In fact, Muza and his teams have implemented crisis committees to solve the problems that seemingly appear day after day—not to mention compliance committees designed to properly address constant questions from peers.
For all of these matters, Muza is always thinking of Pfizer’s reputation in the region, partially because the company provides medicine to the public sector. Pfizer has had a presence in the region for more than sixty years, Muza says, and aspires to continue growing throughout Latin America for many years to come.
When it comes to health issues, he explains, the transactional aspect is subject to ethical considerations that take precedent. Thus, a proper balance is not merely convenient but mandatory, because the life and well-being of patients is at stake.

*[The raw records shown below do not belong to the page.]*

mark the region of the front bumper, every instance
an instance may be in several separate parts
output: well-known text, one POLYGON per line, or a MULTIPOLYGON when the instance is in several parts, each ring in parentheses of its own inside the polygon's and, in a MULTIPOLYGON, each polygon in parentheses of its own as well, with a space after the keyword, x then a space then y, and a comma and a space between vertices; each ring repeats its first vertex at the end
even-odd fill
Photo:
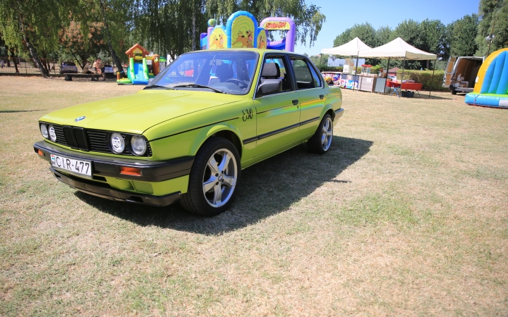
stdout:
POLYGON ((35 143, 34 151, 50 164, 51 154, 90 161, 91 178, 55 166, 49 168, 59 180, 73 188, 109 199, 155 206, 173 204, 186 192, 194 161, 192 156, 165 161, 109 157, 68 150, 45 141, 35 143), (121 166, 138 168, 140 175, 123 174, 121 166))
MULTIPOLYGON (((103 156, 71 151, 45 141, 36 142, 34 144, 34 151, 35 153, 41 151, 43 155, 40 155, 40 157, 50 163, 51 154, 76 160, 90 161, 94 177, 111 177, 141 182, 160 182, 188 175, 194 162, 193 156, 164 161, 103 156), (121 174, 121 166, 139 168, 141 175, 136 176, 121 174)), ((68 173, 65 170, 64 172, 68 173)))
POLYGON ((111 200, 145 204, 153 206, 167 206, 178 201, 181 197, 180 192, 161 197, 124 192, 111 188, 106 184, 103 185, 102 183, 93 182, 87 181, 87 180, 74 178, 71 175, 65 175, 52 168, 49 168, 49 170, 53 173, 57 180, 67 184, 72 188, 87 194, 111 200))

“We know that all of our actions have consequences,” Muza says. “We won’t react in a technically legal but short-sighted way. We intend to be here for many years and are cultivating long-term partnerships.”
“We won’t react in a technically legal but short-sighted way. We intend to be here for many years and are cultivating long-term partnerships.”
Pfizer and Muza both strengthened their reputation in the region with an important project known as the Center of Excellence in Precision Medicine. Between 2013 and 2019, Pfizer worked with local partners to establish the center, where researchers have strived to detect cancers through blood tests.
The Center of Excellence project “laid important groundwork for Pfizer because it demonstrated our interest and ability to collaborate in the region,” Muza notes. And legal was involved in the center in many ways—Muza himself amended Pfizer’s bylaws to enable the project. He also helped prepare and submit the proposal, reviewed contracts with parties from many governments, handled negotiations, reviewed results, and submitted final reports.
But Pfizer isn’t the only one eager to grow. After more than twenty years in law, Muza says he’s still excited about the prospect of more opportunities for learning and growth. To those just starting out, his advice is simple. “Take a risk,” he says. “Make full use of all the tools you have now. Do research and look for advice . . . and then go for it.”
As it is said in Brazil, “O maior risco é não correr riscos”—the biggest risk of all is not taking one.